I recently bought one of the Italian reproduction Colt powder flasks. The tube on it is stamped 24 gr.. I have a pound of Pyrodex P which is supposed to be the equivalent of 3F blackpowder.

When I weigh the charge that the flask loads into the spout, it weighs 15.7 grains. I don't have any 3F blackpowder to check if the spout actually throws 24 grains or if the spout is mislabeled.

So my question is, is there really that much difference between the weight of Pyrodex and regular blackpowder? I am ready to shoot my new/used second generation Colt 1860 Army revolver, but I don't want to screw anything up. I am reasonably sure that 16 grains of powder will move the bullet through the barrel, but I don't want to go through the effort of shooting/cleaning the gun just to have a charge that dribbles the bullet out of the barrel.
Load by volume measure. Pyrodex is much lighter than Black powder which is why you get more shots per "pound" of pyrodex than you will black powder.... a Plus. It is an EQUIVALENT.... and it's by VOLUME... Hope this helps some... Good luck with this shooting experience of yours...

Aloha... :cool:
 
There is nothing wrong with paraffin wax. However, a petroleum based oil will be problematic.

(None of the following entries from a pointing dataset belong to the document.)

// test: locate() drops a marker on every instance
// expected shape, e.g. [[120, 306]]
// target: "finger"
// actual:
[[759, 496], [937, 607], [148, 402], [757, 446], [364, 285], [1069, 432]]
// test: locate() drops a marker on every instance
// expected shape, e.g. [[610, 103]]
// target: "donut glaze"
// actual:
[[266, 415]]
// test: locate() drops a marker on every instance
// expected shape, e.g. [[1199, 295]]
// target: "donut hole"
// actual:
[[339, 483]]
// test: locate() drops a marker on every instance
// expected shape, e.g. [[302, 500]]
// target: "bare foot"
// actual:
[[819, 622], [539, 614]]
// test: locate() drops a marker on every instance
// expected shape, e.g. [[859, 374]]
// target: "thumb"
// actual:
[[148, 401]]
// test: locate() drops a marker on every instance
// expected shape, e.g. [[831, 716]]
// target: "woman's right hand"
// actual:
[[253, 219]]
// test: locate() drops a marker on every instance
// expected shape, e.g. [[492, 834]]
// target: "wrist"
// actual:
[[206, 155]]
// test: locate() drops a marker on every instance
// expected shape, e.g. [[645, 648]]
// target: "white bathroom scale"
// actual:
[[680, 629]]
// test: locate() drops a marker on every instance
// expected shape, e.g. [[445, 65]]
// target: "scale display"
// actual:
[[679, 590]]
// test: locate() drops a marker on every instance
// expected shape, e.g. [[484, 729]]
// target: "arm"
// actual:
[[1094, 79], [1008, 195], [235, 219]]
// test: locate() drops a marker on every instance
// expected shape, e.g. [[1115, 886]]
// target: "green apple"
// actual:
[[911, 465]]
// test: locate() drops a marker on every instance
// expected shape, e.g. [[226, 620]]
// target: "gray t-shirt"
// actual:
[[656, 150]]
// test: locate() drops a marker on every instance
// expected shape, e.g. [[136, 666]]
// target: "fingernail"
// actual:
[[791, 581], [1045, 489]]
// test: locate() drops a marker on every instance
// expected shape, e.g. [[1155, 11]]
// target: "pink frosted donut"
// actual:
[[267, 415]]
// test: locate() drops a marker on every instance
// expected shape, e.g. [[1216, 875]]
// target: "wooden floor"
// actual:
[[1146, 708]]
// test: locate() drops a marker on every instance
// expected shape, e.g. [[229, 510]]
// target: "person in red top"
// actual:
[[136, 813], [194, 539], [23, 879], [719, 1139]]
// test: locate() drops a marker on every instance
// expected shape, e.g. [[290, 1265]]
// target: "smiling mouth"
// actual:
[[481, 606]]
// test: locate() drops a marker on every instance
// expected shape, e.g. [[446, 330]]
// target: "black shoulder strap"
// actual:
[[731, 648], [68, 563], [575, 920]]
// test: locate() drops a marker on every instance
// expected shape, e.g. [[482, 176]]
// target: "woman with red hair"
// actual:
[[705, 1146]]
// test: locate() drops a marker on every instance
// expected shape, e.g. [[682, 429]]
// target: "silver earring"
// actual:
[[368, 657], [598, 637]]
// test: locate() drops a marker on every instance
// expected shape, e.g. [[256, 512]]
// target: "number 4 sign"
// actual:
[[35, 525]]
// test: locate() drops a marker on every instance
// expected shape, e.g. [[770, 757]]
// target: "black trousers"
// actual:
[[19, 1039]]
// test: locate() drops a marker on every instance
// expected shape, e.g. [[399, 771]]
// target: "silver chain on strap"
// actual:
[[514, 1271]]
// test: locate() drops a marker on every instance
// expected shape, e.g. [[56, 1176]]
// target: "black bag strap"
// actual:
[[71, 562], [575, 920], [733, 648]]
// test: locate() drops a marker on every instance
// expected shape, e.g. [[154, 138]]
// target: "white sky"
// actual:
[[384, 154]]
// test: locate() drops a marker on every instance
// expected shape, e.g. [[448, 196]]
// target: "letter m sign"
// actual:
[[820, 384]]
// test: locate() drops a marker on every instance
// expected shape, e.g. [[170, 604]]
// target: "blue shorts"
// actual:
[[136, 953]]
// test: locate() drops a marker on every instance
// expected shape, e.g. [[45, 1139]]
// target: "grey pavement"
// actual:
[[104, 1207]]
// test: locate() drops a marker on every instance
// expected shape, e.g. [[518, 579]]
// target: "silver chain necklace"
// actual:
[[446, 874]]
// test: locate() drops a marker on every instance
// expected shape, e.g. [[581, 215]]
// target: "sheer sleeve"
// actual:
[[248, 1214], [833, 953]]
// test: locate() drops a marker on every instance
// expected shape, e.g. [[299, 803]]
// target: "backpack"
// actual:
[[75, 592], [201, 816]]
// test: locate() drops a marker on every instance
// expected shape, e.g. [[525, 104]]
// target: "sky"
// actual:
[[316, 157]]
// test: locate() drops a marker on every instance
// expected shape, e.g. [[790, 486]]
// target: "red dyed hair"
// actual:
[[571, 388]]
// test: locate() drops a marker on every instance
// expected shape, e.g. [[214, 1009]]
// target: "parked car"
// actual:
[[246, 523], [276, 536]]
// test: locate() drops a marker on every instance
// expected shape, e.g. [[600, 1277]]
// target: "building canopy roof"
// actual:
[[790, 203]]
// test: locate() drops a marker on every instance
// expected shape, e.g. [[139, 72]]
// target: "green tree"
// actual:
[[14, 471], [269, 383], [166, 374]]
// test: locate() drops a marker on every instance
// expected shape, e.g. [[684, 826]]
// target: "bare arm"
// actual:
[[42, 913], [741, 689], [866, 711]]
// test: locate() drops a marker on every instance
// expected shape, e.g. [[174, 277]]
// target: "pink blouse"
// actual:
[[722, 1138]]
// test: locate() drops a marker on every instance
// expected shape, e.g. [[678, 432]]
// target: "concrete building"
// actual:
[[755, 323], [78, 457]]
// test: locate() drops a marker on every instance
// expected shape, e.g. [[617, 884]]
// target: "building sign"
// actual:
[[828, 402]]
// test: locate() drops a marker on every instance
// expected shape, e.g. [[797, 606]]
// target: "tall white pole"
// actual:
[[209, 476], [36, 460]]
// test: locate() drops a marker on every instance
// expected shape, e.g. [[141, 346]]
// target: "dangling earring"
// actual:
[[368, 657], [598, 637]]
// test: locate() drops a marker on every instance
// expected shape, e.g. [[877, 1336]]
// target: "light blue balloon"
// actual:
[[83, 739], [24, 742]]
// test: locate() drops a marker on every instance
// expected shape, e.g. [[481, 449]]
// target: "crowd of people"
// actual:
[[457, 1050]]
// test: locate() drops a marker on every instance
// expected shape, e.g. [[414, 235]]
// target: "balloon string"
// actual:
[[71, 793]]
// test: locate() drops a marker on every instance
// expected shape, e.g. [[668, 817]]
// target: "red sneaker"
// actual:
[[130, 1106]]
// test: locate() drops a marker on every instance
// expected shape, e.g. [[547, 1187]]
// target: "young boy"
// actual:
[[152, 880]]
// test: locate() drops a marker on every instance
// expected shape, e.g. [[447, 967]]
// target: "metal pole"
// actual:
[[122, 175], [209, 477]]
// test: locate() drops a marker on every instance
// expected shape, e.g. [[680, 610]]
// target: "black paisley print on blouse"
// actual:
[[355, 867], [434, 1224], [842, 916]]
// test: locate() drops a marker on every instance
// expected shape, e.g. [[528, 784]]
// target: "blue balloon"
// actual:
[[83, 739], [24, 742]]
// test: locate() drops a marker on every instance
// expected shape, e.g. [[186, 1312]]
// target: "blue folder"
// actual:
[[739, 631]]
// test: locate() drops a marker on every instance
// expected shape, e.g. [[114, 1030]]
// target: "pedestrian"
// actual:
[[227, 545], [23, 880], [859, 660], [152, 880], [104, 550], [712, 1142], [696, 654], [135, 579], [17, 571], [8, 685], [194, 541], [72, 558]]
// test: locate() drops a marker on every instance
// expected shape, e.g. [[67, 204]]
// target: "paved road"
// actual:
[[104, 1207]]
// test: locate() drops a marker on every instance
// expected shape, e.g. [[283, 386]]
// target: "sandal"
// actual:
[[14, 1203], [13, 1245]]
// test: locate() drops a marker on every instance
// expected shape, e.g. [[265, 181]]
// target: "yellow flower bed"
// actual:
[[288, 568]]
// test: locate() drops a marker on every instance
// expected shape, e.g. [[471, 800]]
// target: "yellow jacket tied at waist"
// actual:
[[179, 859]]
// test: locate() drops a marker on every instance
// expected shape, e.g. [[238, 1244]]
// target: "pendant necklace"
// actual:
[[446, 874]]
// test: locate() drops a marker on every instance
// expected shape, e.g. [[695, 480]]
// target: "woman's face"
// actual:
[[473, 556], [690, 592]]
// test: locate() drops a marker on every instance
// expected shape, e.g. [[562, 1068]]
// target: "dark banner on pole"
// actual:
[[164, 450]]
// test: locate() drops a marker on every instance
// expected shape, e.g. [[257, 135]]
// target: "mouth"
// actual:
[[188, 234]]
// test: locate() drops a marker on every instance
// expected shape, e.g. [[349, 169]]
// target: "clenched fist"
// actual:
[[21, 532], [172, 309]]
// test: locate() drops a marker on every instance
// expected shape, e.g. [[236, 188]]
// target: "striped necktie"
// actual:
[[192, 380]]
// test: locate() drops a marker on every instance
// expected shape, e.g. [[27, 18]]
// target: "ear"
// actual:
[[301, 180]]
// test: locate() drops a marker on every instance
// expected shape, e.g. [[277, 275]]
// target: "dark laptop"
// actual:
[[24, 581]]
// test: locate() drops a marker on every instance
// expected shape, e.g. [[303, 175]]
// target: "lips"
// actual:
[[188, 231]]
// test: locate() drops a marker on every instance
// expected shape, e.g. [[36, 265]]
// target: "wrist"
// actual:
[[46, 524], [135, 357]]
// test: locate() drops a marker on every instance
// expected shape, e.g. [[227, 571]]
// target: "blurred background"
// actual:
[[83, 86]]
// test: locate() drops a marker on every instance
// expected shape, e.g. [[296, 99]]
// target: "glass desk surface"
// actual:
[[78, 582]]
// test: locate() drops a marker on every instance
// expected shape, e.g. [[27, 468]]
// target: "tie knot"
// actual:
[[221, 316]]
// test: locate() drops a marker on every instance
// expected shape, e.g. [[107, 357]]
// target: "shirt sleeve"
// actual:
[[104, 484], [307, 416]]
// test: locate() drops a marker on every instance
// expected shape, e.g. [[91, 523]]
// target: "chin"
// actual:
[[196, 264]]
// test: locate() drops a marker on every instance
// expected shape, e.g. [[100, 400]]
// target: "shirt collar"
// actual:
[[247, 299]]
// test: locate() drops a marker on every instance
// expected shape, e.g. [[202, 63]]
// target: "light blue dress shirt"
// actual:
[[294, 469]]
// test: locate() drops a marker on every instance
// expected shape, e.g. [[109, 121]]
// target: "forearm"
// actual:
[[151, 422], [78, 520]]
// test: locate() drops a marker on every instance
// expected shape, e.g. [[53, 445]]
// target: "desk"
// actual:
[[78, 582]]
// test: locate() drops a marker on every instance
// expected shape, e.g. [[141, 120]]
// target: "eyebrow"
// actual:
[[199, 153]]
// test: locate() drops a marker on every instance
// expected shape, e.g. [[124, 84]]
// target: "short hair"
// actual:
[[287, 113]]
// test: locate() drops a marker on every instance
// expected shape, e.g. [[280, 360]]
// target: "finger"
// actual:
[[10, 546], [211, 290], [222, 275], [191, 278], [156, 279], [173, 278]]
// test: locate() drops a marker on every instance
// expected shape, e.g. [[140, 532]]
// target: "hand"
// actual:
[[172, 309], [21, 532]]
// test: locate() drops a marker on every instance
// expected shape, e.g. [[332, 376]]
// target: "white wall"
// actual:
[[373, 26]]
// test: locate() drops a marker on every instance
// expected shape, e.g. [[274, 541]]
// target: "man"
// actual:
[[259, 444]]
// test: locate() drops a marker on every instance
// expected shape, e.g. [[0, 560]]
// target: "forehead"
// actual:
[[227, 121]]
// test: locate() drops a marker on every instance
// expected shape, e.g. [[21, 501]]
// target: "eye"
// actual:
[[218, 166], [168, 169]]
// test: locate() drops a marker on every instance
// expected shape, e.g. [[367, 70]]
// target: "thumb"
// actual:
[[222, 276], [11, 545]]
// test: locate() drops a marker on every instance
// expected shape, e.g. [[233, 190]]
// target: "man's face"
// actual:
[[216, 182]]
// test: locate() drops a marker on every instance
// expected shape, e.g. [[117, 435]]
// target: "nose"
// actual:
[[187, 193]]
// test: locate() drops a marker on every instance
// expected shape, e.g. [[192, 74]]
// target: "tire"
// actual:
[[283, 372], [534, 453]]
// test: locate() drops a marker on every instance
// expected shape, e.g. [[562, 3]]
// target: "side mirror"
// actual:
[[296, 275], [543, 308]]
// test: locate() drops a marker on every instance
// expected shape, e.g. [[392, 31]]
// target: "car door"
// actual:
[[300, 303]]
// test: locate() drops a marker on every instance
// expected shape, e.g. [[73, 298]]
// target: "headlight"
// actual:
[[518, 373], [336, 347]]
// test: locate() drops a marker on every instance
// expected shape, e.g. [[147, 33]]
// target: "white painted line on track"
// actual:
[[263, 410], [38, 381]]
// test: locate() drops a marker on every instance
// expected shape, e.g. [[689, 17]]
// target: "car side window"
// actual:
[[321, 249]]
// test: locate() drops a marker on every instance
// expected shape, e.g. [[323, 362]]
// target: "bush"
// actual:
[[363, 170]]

At any rate, you can't really check whether your sprout drops 24 grains by volume, because a volumetric grain doesn't exist as a standard. Your sprout could throw 20 grains (by weight, that's what a grain is after all), my sprout from another manufacturer could throw 24 grains and we couldn't say which is "right".

For BP substitutes, they are basically equal to BP per unit of volume, whether you are using volumetric grains of any sort, or ccs or whatnot.
 
Thanks everyone for the information. I am going to shoot it sometime this week and I am really looking forward to making some smoke.